Recipe 4 — Share a dev server with a one-shot password

The fastest "let a teammate poke at my running app" pattern. Random password, prints once, dies when you Ctrl-C.

PASS=$(openssl rand -base64 12 | tr -d '+/=' | head -c 12)
echo "Dev server password: $PASS"
ssh -p 443 -o StrictHostKeyChecking=no -o UserKnownHostsFile=/dev/null \
-o ServerAliveInterval=30 \
-R0:localhost:3000 "b:dev:$PASS+co+x:https+free@a.pinggy.io"
# URL prints to the terminal. Share URL + password. Ctrl-C to tear down.

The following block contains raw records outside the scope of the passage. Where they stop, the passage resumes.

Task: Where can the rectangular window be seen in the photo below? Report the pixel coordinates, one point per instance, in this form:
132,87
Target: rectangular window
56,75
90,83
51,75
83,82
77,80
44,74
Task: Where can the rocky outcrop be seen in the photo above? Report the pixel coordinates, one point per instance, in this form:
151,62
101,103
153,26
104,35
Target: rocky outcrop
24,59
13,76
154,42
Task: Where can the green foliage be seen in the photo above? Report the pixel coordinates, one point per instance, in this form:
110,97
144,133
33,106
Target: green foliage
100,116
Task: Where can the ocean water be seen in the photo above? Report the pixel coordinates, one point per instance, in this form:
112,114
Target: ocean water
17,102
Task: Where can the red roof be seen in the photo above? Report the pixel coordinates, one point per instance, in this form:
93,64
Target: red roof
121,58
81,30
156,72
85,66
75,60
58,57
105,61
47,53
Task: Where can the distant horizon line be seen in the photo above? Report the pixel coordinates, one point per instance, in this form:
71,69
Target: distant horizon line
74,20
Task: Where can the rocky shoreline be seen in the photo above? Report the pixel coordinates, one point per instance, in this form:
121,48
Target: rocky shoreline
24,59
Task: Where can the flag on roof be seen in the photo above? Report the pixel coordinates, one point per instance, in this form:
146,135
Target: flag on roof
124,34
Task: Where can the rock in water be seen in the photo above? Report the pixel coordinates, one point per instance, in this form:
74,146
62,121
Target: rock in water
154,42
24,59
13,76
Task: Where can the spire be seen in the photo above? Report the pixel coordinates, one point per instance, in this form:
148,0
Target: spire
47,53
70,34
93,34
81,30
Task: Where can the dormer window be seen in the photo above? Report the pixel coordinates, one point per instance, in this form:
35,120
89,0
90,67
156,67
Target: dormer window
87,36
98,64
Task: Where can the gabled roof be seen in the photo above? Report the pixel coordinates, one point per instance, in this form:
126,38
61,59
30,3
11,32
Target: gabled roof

b:dev:$PASS gates the URL with HTTP Basic auth. x:https forces TLS. co adds CORS for SPA frontends.

Verification

# End-to-end: spin up a trivial origin, tunnel it, hit it, tear down
python3 -m http.server 18000 --bind 127.0.0.1 >/tmp/origin.log 2>&1 &
ORIGIN_PID=$!

nohup ssh -p 443 \
-o StrictHostKeyChecking=no \
-o UserKnownHostsFile=/dev/null \
-R0:localhost:18000 free@a.pinggy.io >/tmp/pinggy-verify.log 2>&1 &
SSH_PID=$!

sleep 5
URL=$(grep -oE 'https://[a-z0-9-]+\.[a-z]+\.pinggy\.link' /tmp/pinggy-verify.log | head -1)
echo "URL: $URL"
curl -sI "$URL/" | head -1

kill "$SSH_PID" "$ORIGIN_PID"

Expected: a pinggy.link URL and HTTP/2 200 on the curl head.